Anatoliy Yuriyovych Mokrenko (Анатолій Юрійович Мокренко; 22 January 1933 – 24 March 2020) was a Ukrainian operatic baritone who appeared internationally. He was also the director of the National Opera of Ukraine and a professor at the Petro Tchaikovsky National Music Academy of Ukraine.

== Life and career ==
Born Anatoliy Yuriyovych Mokrenko in a village near Terni in the Sumy district, he studied at the Kyiv Polytechnic Institute to become an engineering geologist, graduating in 1956. He worked for eight years in the Caucasus, in Northern Urals, Crimea, the Carpathians and in South Ukraine.

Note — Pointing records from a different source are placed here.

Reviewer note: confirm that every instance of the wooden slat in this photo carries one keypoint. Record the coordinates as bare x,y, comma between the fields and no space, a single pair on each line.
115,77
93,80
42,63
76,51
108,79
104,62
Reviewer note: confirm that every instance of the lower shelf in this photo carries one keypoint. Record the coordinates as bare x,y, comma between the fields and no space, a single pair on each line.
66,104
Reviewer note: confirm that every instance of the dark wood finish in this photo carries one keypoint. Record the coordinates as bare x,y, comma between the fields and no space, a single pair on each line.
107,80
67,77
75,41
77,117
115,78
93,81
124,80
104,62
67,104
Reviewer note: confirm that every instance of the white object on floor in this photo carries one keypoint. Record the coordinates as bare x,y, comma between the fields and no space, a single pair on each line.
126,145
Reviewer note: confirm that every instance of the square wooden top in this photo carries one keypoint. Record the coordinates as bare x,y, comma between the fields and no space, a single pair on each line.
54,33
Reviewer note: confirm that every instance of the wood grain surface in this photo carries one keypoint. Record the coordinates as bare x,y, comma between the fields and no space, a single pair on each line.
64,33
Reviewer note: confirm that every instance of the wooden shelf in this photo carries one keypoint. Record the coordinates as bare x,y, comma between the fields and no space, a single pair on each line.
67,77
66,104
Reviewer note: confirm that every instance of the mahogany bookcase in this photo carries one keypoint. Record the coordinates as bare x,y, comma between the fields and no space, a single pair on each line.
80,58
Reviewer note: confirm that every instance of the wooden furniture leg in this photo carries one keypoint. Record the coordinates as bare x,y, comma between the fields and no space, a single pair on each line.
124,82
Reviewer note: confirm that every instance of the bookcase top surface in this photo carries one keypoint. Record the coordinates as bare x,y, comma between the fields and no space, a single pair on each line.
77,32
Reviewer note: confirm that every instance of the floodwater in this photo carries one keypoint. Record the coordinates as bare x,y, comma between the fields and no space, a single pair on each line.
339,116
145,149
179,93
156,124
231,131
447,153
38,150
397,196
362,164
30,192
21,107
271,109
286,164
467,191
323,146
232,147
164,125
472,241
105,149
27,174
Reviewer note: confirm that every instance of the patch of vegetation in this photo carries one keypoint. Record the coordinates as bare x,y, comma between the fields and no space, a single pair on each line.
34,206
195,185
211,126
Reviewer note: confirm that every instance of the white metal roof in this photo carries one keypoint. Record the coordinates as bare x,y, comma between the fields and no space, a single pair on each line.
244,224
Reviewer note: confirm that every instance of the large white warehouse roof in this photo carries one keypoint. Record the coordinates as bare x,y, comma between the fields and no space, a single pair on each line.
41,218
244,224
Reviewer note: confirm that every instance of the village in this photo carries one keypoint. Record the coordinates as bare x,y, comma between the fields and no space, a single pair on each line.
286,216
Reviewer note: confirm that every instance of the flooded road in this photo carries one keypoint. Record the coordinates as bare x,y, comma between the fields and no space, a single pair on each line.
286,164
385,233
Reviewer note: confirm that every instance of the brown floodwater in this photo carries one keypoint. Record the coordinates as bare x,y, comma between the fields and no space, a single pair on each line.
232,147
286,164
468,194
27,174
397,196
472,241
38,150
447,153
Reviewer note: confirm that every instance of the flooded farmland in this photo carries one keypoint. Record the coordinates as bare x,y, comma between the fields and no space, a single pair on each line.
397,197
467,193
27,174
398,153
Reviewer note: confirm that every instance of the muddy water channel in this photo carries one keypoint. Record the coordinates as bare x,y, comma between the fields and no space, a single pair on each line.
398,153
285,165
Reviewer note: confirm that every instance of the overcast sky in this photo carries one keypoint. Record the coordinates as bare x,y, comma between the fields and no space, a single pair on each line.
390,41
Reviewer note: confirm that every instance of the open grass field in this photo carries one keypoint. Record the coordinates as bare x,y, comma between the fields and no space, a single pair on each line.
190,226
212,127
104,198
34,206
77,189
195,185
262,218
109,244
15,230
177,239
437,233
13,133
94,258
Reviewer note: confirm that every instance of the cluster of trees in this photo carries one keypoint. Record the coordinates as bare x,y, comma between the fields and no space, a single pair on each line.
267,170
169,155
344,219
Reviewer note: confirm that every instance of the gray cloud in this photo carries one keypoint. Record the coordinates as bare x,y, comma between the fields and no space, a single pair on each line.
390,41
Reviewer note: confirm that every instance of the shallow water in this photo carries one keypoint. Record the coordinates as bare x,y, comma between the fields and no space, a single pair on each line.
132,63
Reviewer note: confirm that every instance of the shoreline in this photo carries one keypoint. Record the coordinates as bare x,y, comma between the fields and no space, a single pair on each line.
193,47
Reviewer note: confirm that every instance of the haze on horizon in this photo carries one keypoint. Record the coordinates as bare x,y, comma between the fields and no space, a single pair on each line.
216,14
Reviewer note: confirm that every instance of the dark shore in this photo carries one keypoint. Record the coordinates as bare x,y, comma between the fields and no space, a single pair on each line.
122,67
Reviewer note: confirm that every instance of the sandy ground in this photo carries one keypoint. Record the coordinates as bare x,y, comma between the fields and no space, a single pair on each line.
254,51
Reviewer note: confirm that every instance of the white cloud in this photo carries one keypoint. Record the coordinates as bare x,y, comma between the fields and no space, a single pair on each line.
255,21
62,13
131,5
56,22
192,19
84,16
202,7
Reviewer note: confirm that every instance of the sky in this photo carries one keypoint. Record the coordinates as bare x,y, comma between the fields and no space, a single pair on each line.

He studied voice simultaneously at the Kyiv State Conservatory with Nikolai Zubarev and Alexandra Grodzinska, graduating in 1963.

He was a soloist of the National Opera of Ukraine from 1968 to 1996, also touring internationally. He performed around 40 leading roles and made recordings, also for radio and television. He took part in the 1975 world premiere of Heorhiy Maiboroda's Yaroslav Mudriy, which was recorded in 1982. In 1978, he was the baritone soloist in a recording of Prokofiev's music for Ivan the Terrible, with Irina Arkhipova (mezzo-soprano), speaker Boris Morgunov, the Ambrosian Chorus and the Philharmonia Orchestra, conducted by Riccardo Muti. He played as an actor in several films, such as Lucia di Lammermoor, a 1980 Russian movie based on Donizetti's opera from the Kyiv opera house conducted by O. Ryabov.

He was the general director and artistic director of the National Opera of Ukraine from 1991 to 1999. In 1992, he took the company to Paris to present two operas, as part of a five-months "showcase of the performing arts" from Ukraine. Mussorgsky's Khovanshchina and Tchaikovsky's Mazeppa were played at the Palais des congrès. Mussorgsky's work was sung in Russian in a 1963 production. Mazeppa, about a Ukrainian hero, was sung in Ukrainian in a 1991 production by Dmytro Hnatyuk. Mokrenko planned to focus more on Ukrainian operas, playing four of them each season, and encouraging the composition of new ones. In 1995, the National Ballet appeared at the Spoleto Festival and toured in Europe, Japan, China, and Singapore, performing Tchaikovsky's Swan Lake and the new Lisova Pisnia, with Anatoliy Chikeero as ballet master. The National Opera played Anton Rudnytsky's Anna Yaroslavna on a libretto by Leonid Poltava, at home and in France.

Mokrenko was a professor at the Petro Tchaikovsky National Music Academy of Ukraine. He initiated an annual children's choir competition in Terni, "Sing along", serving as its chairman and juror.

Mokrenko died on 24 March 2020.

== Awards ==
He was named a People's Artist of the USSR in 1976 and received the Shevchenko National Prize in 1978. Among his awards were also the Order of Friendship of Peoples, and of Yaroslav the Wise, and of Vladimir the Great.